WHAT CONSEQUENCES IN NASH?


An FDA alert is not a small problem, deaths will be thoroughly investigated and, if they are clearly related to taking the drug, the FDA might require that a black frame be applied to the boxes of OCALIVA to highlight the associated risk of death.

The implications on the ongoing clinical study in NASH are evident:

Patients already under treatment in the Phase 3 study REGENERATE will inevitably ask questions to their doctors, and the rate of abandonment may explode.

Doctors participating in the study will now monitor their patients as milk on fire, and at the first worrying sign, will stop treatment.

This should lead to a much higher pessimistic withdrawal rate from patients in the REGENERATE study, and INTERCEPT, which had already found it difficult to recruit patients, modified its study protocol last spring to change the number of patients patients taken into account for the intermediate results from 1400 to 750, which reduced each arm of the study to 250 patients.

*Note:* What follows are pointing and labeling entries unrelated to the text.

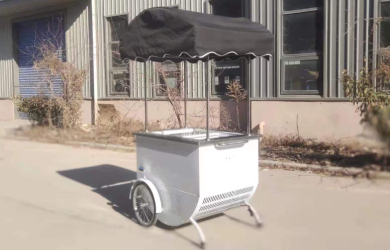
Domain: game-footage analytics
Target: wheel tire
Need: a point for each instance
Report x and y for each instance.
(144, 205)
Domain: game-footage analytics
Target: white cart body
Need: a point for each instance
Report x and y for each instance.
(196, 178)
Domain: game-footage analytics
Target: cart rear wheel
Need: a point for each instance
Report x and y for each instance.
(144, 205)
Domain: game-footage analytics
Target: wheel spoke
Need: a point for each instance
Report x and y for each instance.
(143, 205)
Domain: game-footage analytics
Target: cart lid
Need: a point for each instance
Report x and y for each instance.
(161, 34)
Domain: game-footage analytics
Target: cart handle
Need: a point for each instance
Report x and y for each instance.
(228, 144)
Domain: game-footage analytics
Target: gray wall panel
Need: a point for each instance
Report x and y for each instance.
(6, 58)
(78, 39)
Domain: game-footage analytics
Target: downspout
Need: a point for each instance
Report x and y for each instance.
(94, 62)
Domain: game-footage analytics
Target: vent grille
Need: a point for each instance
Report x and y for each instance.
(222, 203)
(221, 209)
(227, 195)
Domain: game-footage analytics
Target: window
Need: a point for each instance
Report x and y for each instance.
(302, 46)
(169, 77)
(119, 76)
(385, 25)
(226, 71)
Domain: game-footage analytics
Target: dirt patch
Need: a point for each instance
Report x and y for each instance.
(297, 149)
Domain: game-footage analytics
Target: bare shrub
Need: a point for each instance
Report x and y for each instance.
(170, 87)
(48, 108)
(371, 98)
(238, 94)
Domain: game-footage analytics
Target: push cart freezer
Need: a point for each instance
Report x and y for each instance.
(188, 174)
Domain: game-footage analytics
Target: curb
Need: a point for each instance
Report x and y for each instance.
(100, 146)
(340, 171)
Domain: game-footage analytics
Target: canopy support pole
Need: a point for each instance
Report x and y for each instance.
(207, 100)
(185, 93)
(249, 107)
(146, 99)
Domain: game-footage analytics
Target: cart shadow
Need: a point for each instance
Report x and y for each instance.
(111, 182)
(114, 184)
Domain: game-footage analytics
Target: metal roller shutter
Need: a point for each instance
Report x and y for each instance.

Generally, study designers anticipate a maximum drop-out rate of 20% to 25%, which leaves arms statistically significant (180 to 200 patients) but already borderline for a phase 3, according to some observers.

If the dropout rate explodes to 30% or 40%, INTERCEPT will have to recruit new patients to make its study statistically significant, this will make it lose its timing advantage over its direct competitor, GENFIT.

All the more, the doctors who recruit the patients in the centers risk being no longer very motivated or even worried and will probably now orient their patients towards a much less risky clinical study like RESOLV'IT of GENFIT which would accelerate at the same time its recruitment .

This alert of the FDA is bad news for patients, very bad news for INTERCEPT but should logically promote GENFIT which remains in the lead of the potential treatments in a market of several tens of billions of dollars with in addition, a remarkable treatment safety, for the time being, never questioned.